Вид Колетты был, конечно, жалок. Она втянула голову в плечи и виновато посмотрела на свою мать.

— Пойдем, пойдем, Колетта, мне кажется, я не видела тебя целую вечность, — баронесса Дюамель и ее дочь покинули спальню Констанции и та смогла облегченно вздохнуть.

«Ну, кажется теперь все. Франсуаза ни о чем не догадывается, а я больше ничего и не стану предпринимать».

Констанция Аламбер ликовала:

«Наконец Эмиль де Мориво наказан и вновь можно зажить спокойно».

Прозвучал гонг, извещавший, что завтрак накрыт. И только тут Констанция вспомнила, о чем просила ее мадам Ламартин. Поэтому она поспешила первой прийти к столу.

Старая графиня Лабрюйер уже сидела на террасе и как всегда клевала носом.

Констанция тронула ее за плечо.

— Мадам!

Графиня вздрогнула, но так и не проснулась.

— Мадам! — уже почти закричала ей в самое ухо Констанция.

Дворецкий неодобрительно смотрел на то, как будят его госпожу.

— А, это вы… — рассеянно проговорила графиня Лабрюйер, поправляя шляпку, — завтрак уже кончился?

— Нет, мадам, меня просили передать вам.

— Что-нибудь случилось?

— Можно считать, что нет. Ваш дом покинула мадам Ламартин.

— Но ведь я с самого утра здесь, на террасе. Неужели же я не видела отъезжающего экипажа?

— Нет, мадам, она уехала ночью.

— Я ее чем-нибудь обидела?

Что вы, мадам, она просила передать тысячу извинений, но ее ждут неотложные дела в Париже

Что ж, — вздохнула графиня Лабрюйер, — надеюсь, она осталась довольна пребыванием в моем доме, ведь ее муж, месье Ламартин, так беспокоился, оставляя ее одну.

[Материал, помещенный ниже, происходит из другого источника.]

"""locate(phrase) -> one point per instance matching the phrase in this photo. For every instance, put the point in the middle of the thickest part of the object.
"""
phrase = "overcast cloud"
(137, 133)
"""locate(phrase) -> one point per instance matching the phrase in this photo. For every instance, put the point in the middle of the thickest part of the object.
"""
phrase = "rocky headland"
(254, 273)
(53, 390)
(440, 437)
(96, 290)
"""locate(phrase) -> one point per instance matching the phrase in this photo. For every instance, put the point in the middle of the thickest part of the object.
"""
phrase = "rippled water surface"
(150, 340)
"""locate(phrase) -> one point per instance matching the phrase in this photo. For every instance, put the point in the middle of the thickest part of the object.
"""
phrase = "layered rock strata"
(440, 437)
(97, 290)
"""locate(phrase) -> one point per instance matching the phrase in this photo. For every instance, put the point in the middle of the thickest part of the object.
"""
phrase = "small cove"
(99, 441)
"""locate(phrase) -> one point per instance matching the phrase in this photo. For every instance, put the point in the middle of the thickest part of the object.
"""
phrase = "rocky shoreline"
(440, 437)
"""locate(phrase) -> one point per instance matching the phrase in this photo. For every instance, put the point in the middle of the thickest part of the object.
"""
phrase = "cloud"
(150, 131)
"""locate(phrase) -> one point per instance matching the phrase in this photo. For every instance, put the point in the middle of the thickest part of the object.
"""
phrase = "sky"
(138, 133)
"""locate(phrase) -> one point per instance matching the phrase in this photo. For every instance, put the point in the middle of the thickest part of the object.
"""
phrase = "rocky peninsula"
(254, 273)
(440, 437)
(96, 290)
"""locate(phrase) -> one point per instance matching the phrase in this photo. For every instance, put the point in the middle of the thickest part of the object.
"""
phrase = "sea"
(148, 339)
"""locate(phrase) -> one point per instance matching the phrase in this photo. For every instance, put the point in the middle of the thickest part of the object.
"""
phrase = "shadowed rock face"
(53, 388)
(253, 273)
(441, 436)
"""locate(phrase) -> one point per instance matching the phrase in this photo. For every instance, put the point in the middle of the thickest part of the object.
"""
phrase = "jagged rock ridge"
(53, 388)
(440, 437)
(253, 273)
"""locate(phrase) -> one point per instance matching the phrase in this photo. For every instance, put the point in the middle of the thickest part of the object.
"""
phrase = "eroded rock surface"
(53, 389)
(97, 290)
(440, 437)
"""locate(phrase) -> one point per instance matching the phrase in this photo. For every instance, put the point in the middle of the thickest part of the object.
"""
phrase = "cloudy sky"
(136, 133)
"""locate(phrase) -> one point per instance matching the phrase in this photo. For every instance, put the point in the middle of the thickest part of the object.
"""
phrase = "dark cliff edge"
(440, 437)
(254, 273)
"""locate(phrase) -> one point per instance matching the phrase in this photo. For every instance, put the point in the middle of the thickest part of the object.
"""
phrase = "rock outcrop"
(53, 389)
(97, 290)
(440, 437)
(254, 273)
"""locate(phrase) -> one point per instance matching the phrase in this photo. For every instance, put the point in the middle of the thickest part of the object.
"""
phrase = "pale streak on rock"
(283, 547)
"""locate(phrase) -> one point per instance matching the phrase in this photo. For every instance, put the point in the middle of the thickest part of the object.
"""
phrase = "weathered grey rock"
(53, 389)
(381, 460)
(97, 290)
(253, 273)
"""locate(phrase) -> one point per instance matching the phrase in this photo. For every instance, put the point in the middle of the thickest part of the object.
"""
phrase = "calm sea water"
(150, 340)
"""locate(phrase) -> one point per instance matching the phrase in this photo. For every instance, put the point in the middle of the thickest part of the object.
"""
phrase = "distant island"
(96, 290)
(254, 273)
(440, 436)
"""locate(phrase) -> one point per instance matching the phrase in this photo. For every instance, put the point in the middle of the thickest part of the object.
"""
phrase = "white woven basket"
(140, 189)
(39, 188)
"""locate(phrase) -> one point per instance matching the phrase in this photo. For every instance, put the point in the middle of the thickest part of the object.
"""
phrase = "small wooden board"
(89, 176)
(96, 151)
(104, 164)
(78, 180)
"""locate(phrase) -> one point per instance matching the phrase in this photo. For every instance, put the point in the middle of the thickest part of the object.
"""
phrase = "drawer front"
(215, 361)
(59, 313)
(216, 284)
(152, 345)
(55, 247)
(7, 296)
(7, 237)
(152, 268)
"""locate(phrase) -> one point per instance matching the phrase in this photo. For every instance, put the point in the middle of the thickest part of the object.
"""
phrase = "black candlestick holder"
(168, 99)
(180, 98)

В двери, ведущей на террасу, показались Колетта и ее мать Франсуаза.

— Не беспокойтесь, мадемуазель Аламбер, я понимаю истинную причину ее отъезда и благодарна вам за то, что вы так тщательно ее от меня скрываете, — улыбнулась графиня и отдала Констанции розу на длинном стебле, которую до этого сжимала в руке.

Констанция села по правую сторону от графини Лабрюйер и с невозмутимым видом принялась вертеть цветок в руках. Она то подносила его к лицу, вдыхая его аромат, то обмахивалась им как веером.

— Доброе утро, графиня, — Колетта сделала реверанс и села в торце стола.

Франсуаза устроилась слева от графини Лабрюйер.

— А что же граф де Бодуэн? — поинтересовалась хозяйка дома. — Он не желает завтракать?

— Он поехал по делам и скоро вернется, — сказала баронесса.

— Граф де Бодуэн? — воскликнула Констанция. — Он здесь?

— А что это вас так удивляет? — спросила баронесса. — Я даже не знала, что вы знакомы.

— Нет, мы виделись всего один раз, поэтому я и спросила.

Любопытство баронессы распалилось. Теперь-то она понимала, граф де Бодуэн напросился в спутники неспроста, скорее всего, у него были какие-то дела к Констанции. Ведь испуг на лице мадемуазель Аламбер выдал ее с головой.

Но развить эту тему баронессе не дало появление виконта Лабрюйера. Он выбежал на террасу, по-шутовски поклонился всем и пожелал всем дамам доброго утра.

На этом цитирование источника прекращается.